Le nihilisme (1)
Qu’est-ce donc que le nihilisme, les enfants ? Il y a quelques temps, quelqu’un de la classe est venu me chercher à la fin d’un cours pour me demander ce que cet étrange mot pouvait bien vouloir dire. La question, au demeurant fort concise, présente sans y paraître une complexité étonnante. Car sous le terme de nihilisme on entend beaucoup de synonymes et le mot semble signifier beaucoup d’idées différentes. Par nihilisme on peut entendre tout autant le comportement constant de négation, le refus, la révolte, la contestation du bien, du vrai, des canons de la beauté… Ou encore, il peut se résumer pour d’autres à la simple idée de la modernité, du scepticisme et du cynisme grecs, etc., etc.
La liste s’allonge encore si l’on écoute les commentateurs du mot au fil de l’histoire. Au XIXe siècle, par exemple, le nihilisme correspondait pour d’aucuns autant aux idées relativistes, égoïstes et individualistes ! On était nihiliste dès que l’on manifestait une propension trop grande pour l’argent ou la passion du matériel…
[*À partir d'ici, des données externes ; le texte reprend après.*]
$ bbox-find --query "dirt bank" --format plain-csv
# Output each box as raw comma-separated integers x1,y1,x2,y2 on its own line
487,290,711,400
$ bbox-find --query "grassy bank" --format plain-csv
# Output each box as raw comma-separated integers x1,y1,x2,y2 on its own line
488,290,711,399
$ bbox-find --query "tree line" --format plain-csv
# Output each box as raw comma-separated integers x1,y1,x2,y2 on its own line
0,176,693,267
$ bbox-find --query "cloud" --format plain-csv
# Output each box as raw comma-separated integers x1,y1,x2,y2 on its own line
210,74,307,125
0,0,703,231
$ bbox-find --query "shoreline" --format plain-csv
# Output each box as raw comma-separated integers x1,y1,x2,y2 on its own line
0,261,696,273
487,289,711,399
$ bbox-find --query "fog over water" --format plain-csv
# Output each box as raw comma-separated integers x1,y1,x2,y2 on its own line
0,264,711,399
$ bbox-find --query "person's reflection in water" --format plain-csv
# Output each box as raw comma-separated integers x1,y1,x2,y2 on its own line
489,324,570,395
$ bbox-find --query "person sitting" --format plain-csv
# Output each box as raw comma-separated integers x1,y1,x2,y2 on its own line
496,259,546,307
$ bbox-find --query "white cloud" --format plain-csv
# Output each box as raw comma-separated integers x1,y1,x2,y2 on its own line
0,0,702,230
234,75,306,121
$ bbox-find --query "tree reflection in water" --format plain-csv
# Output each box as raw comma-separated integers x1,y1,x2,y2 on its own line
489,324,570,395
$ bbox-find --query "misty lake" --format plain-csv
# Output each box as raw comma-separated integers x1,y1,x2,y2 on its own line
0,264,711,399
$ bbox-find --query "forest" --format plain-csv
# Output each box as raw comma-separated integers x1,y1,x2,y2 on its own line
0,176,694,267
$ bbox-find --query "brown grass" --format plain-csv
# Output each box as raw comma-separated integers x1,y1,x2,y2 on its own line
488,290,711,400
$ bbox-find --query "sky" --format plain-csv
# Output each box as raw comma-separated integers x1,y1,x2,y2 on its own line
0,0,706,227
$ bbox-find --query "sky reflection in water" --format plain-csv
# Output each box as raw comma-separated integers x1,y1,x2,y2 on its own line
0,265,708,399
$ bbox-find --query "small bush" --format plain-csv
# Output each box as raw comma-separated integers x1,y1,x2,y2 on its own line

Plongeons-nous, par exemple, dans le très amusant dictionnaire des néologismes que le grand Louis Sébastien Mercier publia en 1801 et qui à l’entrée nihiliste ou rieniste écrivait : « qui ne croit en rien, qui ne s’intéresse à rien. » C’est fou comme cette définition vous correspond, mes mignons ! Regardez-vous, mes chéris, vous ne croyez pas dans les idées ni les efforts de M. Sarkozy, et cette obstination qui est la vôtre est réellement jugée comme regrettable pour un bon nombre de grandes personnes. Eh bien, je pourrais très bien dire de vous que vous n’êtes qu’une petite bande de tristes nihilistes, voyez-vous ? En d’autres mots, on l’aura compris, le mot nihilisme n’a pas véritablement de signification. Et comme le célèbre gros mot, on pourrait dire que l’on est toujours le nihiliste d’un autre. Mais c’est là une première réponse un peu facile, destinée au groupe A. Nous verrons, dans les prochaines leçons, si nous ne pourrons pas apporter à la question quelques autres nuances. A bientôt, mes chéris.